METTL3–m6A–STAT1/NF-κB axis: a key switch for the immunosuppressive capacity of mesenchymal stem cells

Owing to their immunosuppressive nature, mesenchymal stem cells (MSCs)—a type of multipotent stem cell—hold considerable promise for therapeutic applications. Functioning as the primary catalytic subunit of the RNA N6-methyladenosine (m6A) methyltransferase complex, methyltransferase-like 3 (METTL3) plays extensive roles in numerous biological processes. It is hypothesized that METTL3 participates in governing the immunomodulatory functions inherent to MSCs. However, the exact mechanisms governing METTL3’s control over MSCs’ immunosuppressive capacity are poorly defined. MSCs extracted from bone marrow were transfected with lentivirus to knockdown or overexpress METTL3, while METTL3 enzyme activity was inhibited using the METTL3 inhibitor STM2457. In vitro co-culture assays and in vivo tumor models revealed that knocking down METTL3 or inhibiting its enzyme activity in MSCs weakened its inhibitory ability on T cells, while overexpressing METTL3 increased its inhibitory ability. in both concanavalin A (ConA)-induced liver injury and dextran sulfate sodium (DSS)-induced colitis models, the therapeutic benefits of MSCs against inflammatory diseases were shown to be dependent on METTL3 Our findings establish METTL3 as a critical regulator of the immunosuppressive capacity of MSCs, mediated through inducible nitric oxide synthase (iNOS) expression.
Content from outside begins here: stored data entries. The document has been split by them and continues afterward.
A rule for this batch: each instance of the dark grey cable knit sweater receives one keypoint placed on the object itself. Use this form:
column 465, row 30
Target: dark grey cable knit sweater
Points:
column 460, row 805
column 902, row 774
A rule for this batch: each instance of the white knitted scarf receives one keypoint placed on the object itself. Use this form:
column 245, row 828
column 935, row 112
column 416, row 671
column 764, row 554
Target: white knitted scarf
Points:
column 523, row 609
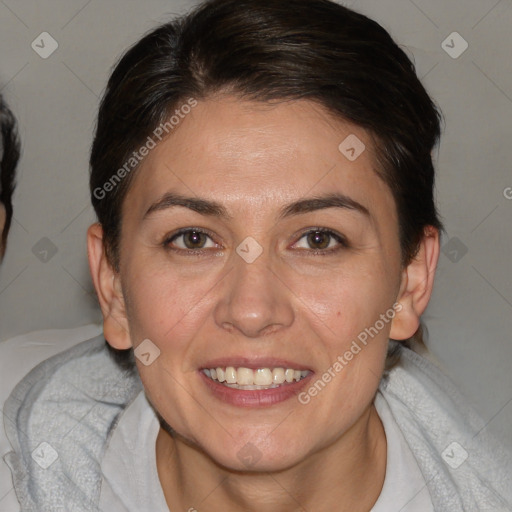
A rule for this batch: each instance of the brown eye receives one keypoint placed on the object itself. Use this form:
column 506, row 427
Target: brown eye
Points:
column 319, row 239
column 322, row 241
column 194, row 239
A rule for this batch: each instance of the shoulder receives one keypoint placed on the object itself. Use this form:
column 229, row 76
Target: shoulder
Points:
column 20, row 354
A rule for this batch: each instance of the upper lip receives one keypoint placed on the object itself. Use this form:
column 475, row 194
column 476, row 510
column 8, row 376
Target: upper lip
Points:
column 254, row 363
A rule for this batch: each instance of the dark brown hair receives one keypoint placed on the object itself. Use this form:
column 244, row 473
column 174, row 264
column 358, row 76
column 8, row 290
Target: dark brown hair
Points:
column 273, row 50
column 10, row 154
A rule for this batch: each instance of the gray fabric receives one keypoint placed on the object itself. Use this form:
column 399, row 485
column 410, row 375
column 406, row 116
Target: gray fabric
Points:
column 432, row 415
column 73, row 401
column 70, row 401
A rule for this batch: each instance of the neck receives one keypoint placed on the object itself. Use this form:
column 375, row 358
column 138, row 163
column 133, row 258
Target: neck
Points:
column 347, row 475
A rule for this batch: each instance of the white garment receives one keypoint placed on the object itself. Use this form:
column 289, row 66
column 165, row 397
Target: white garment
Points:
column 405, row 488
column 130, row 478
column 89, row 411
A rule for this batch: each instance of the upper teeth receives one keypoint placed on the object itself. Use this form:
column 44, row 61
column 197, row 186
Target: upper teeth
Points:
column 259, row 377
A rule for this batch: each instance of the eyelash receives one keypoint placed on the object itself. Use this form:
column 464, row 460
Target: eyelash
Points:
column 343, row 243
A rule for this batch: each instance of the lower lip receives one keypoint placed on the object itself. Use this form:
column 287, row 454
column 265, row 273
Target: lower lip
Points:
column 254, row 397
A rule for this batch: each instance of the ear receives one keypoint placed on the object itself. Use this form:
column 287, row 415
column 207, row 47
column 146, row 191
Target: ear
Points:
column 107, row 283
column 416, row 286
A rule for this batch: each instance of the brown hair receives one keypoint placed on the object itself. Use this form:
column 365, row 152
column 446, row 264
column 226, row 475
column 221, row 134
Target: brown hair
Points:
column 266, row 50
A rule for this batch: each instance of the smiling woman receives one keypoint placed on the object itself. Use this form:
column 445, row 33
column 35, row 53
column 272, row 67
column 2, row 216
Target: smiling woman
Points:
column 262, row 272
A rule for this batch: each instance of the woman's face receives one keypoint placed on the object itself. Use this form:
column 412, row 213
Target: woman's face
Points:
column 2, row 225
column 284, row 252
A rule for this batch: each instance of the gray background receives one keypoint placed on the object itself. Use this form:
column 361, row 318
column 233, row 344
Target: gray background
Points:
column 56, row 99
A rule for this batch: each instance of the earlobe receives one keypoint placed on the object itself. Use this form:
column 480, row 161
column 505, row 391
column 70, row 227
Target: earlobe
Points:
column 108, row 289
column 416, row 286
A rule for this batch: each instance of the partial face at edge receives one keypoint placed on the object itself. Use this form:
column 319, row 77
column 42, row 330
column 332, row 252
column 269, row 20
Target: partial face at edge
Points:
column 303, row 300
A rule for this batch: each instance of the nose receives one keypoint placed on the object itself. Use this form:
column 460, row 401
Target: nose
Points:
column 254, row 299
Mechanistic investigations revealed that METTL3 targets JAK1, STAT1, TAB1, and NFKB1 in an IGF2BP1/2-dependent fashion. This regulatory influence stems from METTL3’s ability to potentiate STAT1 and NF-κB signaling pathways. Supporting this, overexpression of METTL3 enhanced NF-κB and STAT1 activation, which consequently elevated iNOS expression. METTL3 enhances MSC immunosuppression via the m6A–STAT1/NF-κB–iNOS axis, presenting a dual role: it potentiates therapeutic efficacy in inflammatory diseases but exacerbates tumor progression by impairing T-cell infiltration. Targeting METTL3 offers a strategy to optimize MSC-based therapies, though context-specific modulation is essential to balance benefits and risks.